Has your health influenced your writing? It gave me a sense of urgency. When I was doing my M.A. at Louisville, I published a poem on the Ethiope River, and I did not come back to the Ethiope River until I wrote that memoir 22 years later. I had wanted to write about Nigeria for a long time, but I didn’t give myself permission. When I was ill, that was the time to write about Nigeria because I didn’t know if I would live. If I was going to have a limited amount of time, writing about Nigeria was the last thing I was going to do. And then I had time for another book and now another book.
What book are you writing now? I’ve started a novel that is set in North Carolina. I went to first grade in Winston-Salem. And in this novel, rather than the U.S. going to Africa, Africa comes to the U.S. It’s still transatlantic, but it’s more contemporary and set in the 1960s.

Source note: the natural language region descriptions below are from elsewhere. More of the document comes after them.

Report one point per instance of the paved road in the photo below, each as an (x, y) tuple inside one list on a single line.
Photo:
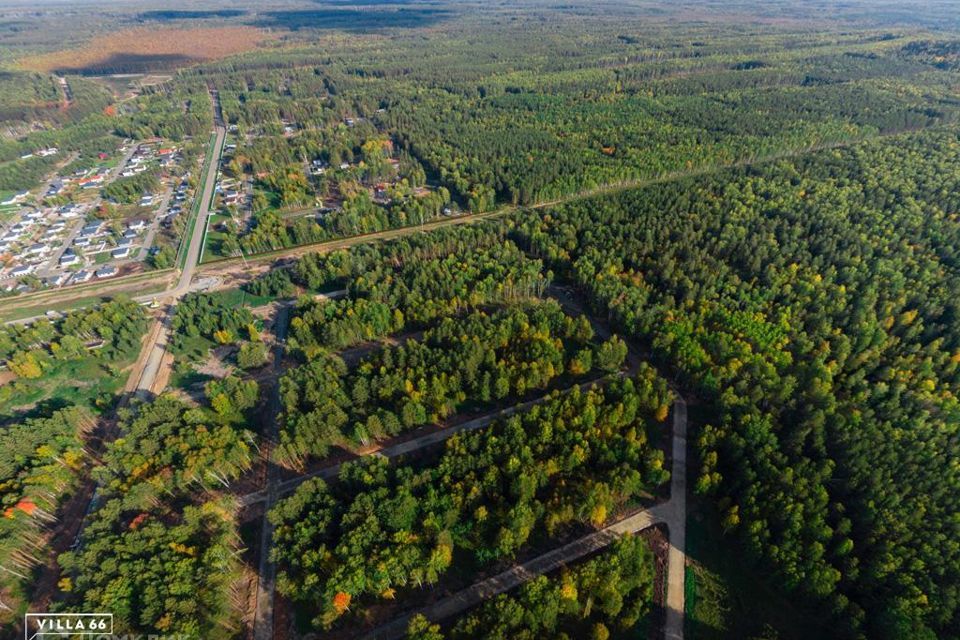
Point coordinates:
[(409, 446), (266, 584), (672, 513), (195, 241), (236, 265), (512, 578)]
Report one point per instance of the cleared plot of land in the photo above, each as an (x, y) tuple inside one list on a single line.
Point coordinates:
[(144, 50)]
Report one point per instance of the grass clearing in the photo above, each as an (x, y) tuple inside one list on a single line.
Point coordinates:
[(727, 598)]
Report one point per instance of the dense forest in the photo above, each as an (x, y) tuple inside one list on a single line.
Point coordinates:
[(810, 302), (761, 199), (474, 360), (381, 529), (160, 549), (612, 591)]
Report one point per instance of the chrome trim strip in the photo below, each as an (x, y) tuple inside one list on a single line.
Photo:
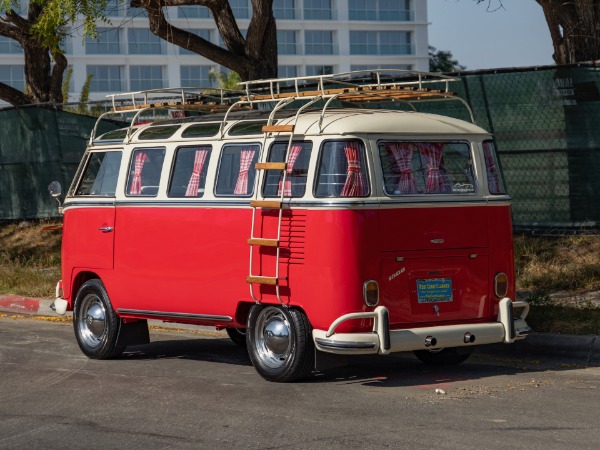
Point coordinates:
[(441, 203), (174, 315), (326, 343)]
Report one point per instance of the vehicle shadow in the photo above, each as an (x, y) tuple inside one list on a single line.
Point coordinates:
[(220, 350), (398, 370)]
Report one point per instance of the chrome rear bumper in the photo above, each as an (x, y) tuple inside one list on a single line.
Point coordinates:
[(382, 340)]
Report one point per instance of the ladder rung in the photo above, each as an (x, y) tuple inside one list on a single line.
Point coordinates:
[(278, 128), (263, 242), (270, 166), (273, 204), (263, 280)]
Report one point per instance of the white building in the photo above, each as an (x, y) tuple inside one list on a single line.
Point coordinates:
[(314, 36)]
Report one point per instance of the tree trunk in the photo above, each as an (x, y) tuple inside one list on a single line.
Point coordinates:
[(574, 29), (43, 81)]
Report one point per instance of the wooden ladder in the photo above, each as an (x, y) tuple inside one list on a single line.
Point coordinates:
[(258, 241), (261, 204)]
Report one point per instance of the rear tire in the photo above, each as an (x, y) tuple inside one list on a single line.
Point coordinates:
[(444, 356), (279, 343), (95, 322), (237, 336)]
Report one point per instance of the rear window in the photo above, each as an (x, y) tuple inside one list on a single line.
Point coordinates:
[(342, 170), (163, 132), (100, 174), (144, 172), (298, 158), (189, 171), (236, 170), (411, 168), (492, 169)]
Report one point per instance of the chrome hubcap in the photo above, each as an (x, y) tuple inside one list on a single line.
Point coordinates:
[(273, 337), (92, 320)]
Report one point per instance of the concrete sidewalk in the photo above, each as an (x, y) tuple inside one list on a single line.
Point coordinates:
[(572, 348)]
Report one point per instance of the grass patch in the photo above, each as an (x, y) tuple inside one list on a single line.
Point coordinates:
[(549, 316), (565, 263), (29, 259), (30, 266)]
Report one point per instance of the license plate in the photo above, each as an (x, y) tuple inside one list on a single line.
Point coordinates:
[(434, 290)]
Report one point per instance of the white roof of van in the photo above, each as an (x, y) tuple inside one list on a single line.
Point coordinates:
[(379, 121)]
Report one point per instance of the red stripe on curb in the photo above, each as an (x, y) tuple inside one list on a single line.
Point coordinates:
[(19, 304)]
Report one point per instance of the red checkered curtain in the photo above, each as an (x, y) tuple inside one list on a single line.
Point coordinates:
[(246, 155), (292, 157), (136, 183), (491, 169), (437, 180), (355, 184), (194, 183), (403, 153)]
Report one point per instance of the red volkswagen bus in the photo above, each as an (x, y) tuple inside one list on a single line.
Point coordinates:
[(321, 224)]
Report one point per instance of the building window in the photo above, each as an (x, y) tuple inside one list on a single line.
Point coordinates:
[(318, 9), (380, 43), (286, 42), (10, 46), (107, 43), (240, 9), (382, 10), (14, 76), (365, 67), (284, 9), (203, 33), (287, 71), (192, 76), (145, 77), (318, 42), (114, 8), (105, 78), (193, 12), (319, 70), (143, 42), (136, 12)]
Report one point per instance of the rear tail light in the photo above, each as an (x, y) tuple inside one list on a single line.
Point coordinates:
[(371, 293), (501, 285)]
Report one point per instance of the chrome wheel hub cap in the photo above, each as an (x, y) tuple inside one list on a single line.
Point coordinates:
[(273, 337)]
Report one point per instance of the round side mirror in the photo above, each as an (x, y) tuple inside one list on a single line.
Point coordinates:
[(55, 189)]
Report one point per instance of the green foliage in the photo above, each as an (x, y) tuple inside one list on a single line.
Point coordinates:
[(442, 61), (65, 85)]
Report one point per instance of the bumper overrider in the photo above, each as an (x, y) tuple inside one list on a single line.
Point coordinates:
[(381, 340)]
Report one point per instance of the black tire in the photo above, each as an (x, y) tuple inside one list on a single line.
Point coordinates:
[(279, 343), (444, 356), (237, 336), (95, 322)]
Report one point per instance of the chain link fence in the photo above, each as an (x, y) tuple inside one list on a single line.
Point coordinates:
[(545, 122)]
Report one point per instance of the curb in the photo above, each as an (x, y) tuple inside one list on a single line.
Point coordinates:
[(574, 348)]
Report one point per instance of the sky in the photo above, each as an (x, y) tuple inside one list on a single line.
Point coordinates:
[(516, 36)]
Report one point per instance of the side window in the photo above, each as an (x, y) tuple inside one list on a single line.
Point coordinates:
[(426, 168), (495, 183), (295, 174), (100, 174), (189, 172), (342, 170), (236, 170), (144, 172)]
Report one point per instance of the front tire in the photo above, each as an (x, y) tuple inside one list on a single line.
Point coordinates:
[(279, 343), (95, 322), (444, 356), (237, 336)]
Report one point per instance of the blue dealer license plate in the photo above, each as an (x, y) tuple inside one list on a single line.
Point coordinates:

What have been some important books in your life? I was good in English, but my reading life wasn’t important to me in Nigeria. It didn’t begin until I came to the U.S.; because when I came to the U.S., I was completely lost and in culture shock. I began to read contemporary novels – the novels of the 1960s and 1970s. I was reading Saul Bellows’ Dangling Man and Player Piano by Kurt Vonnegut and Surfacing by Margaret Atwood. From those novels, what I learned was that other people were confused and lost and searching, too. Literature became my home…… I really didn’t start reading African literature until I started writing my memoir in the 1990s. I realized that I couldn’t write my own book about West Africa until I read other books by West African writers.
What books by writers from Africa would you recommend? The Famished Road by Ben Okri, and Waiting for the Barbarians by J. M. Coetzee.
What’s a book you read recently that you’d recommend to others? Michael Ondaatje’s Running in the Family, a fictionalized memoir of growing up in Ceylon, which is now Sri Lanka.